The Diagnostic Role and Clinical Relevance of Determination of BRAF Status in Brain Tumors

Marco Gessi; Torsten Pietsch

Disclosures

Personalized Medicine. 2013;10(4):405-412. 

In This Article

BRAF Alterations in Brain Tumors: Different Diagnostic Relevance of BRAFV600E & BRAF Fusions in Routine Neuropathology

BRAF mutations are common in a wide spectrum of brain tumors, including in gliomas and glioneuronal tumors.[15,16]BRAFV600E mutations have been found in approximately 10–15% of pilocytic astrocytoma (Figure 1A)[15–17] and in approximately 5–10% of pediatric diffusely infiltrating gliomas, including diffuse astrocytomas (WHO grade II), anaplastic astrocytomas (WHO grade III) and glioblastomas (WHO grade IV),[15–17] but in less than 2% of comparable adult gliomas.[4,18] Mutations have been also identified in gangliogliomas, as well as in pleomorphic xanthoastrocytomas (PXA).
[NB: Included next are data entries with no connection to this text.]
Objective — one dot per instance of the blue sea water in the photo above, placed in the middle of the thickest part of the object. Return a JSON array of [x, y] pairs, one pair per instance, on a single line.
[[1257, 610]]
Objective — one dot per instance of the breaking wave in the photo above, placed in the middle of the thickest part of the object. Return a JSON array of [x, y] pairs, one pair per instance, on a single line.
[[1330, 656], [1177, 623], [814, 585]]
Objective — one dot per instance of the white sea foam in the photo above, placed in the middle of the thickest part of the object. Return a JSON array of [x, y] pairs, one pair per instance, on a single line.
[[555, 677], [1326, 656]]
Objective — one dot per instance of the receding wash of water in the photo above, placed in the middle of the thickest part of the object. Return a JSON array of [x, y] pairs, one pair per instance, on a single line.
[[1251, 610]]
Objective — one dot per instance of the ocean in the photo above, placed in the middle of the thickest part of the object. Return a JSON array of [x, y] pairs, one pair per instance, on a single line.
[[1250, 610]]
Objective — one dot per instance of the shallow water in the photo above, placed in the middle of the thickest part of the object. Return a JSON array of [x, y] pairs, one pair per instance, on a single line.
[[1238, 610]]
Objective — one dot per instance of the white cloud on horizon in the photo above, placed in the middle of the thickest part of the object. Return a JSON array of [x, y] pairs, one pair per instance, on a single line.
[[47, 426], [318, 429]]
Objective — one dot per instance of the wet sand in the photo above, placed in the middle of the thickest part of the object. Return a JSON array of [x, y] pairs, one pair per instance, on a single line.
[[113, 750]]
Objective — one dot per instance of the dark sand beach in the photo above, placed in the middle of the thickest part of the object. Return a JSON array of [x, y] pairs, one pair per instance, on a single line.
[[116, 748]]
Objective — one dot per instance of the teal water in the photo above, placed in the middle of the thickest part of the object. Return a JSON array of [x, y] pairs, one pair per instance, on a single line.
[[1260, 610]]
Among ganglioglioma, the incidence of BRAFV600E mutations varied from 30 to 60%[15–17] and the mutated protein seems to be predominantly localized to the neuronal compartment.[19] In PXA, the incidence of BRAF mutations is approximately 60%[20,21] and appears to be age related. In a recent study, BRAFV600E -activating mutations have also been revealed in a subgroup of dysembryoplastic neuroepithelial tumors.[22]

Figure 1.

BRAF alterations in the tumors of the CNS.
(A) Frequency of BRAFV600E mutations in HGG, GG, PXA and PA, respectively (left). In these tumors, BRAFV600E (GTG→GAG: Val→Glu) mutations can be identified using a pyrosequencing-based method as well as by immunohistochemistry with anti-BRAFV600E-mutated protein monoclonal Ab VE-1 (right). (B) Pilocytic astrocytomas frequently present BRAF–KIAA1549 fusion, as illustrated by FISH analysis (above), which shows overlapping signals indicative of fusion (yellow signal), as well as by real-time PCR and sequencing (below), corresponding to a KIAA1549–BRAF ex 16–ex 9 fusion.
Ab: Antibody; ex: Exon; GG: Ganglioglioma; HGG: High-grade glioma; PA: Pilocytic astrocytoma; PXA: Pleomorphic xanthoastrocytomas.
The sequence showing KIAA1549–BRAF ex 16–ex 9 fusion was kindly provided by M Badiali; the FISH image is reproduced with permission from[69] © Springer Science + Business Media.

Interestingly, primary melanocytic tumors of the CNS do not show BRAF mutations. Similar to eye melanomas, they present alternatively frequent GNAQ- and GNA11-activating mutations.[23]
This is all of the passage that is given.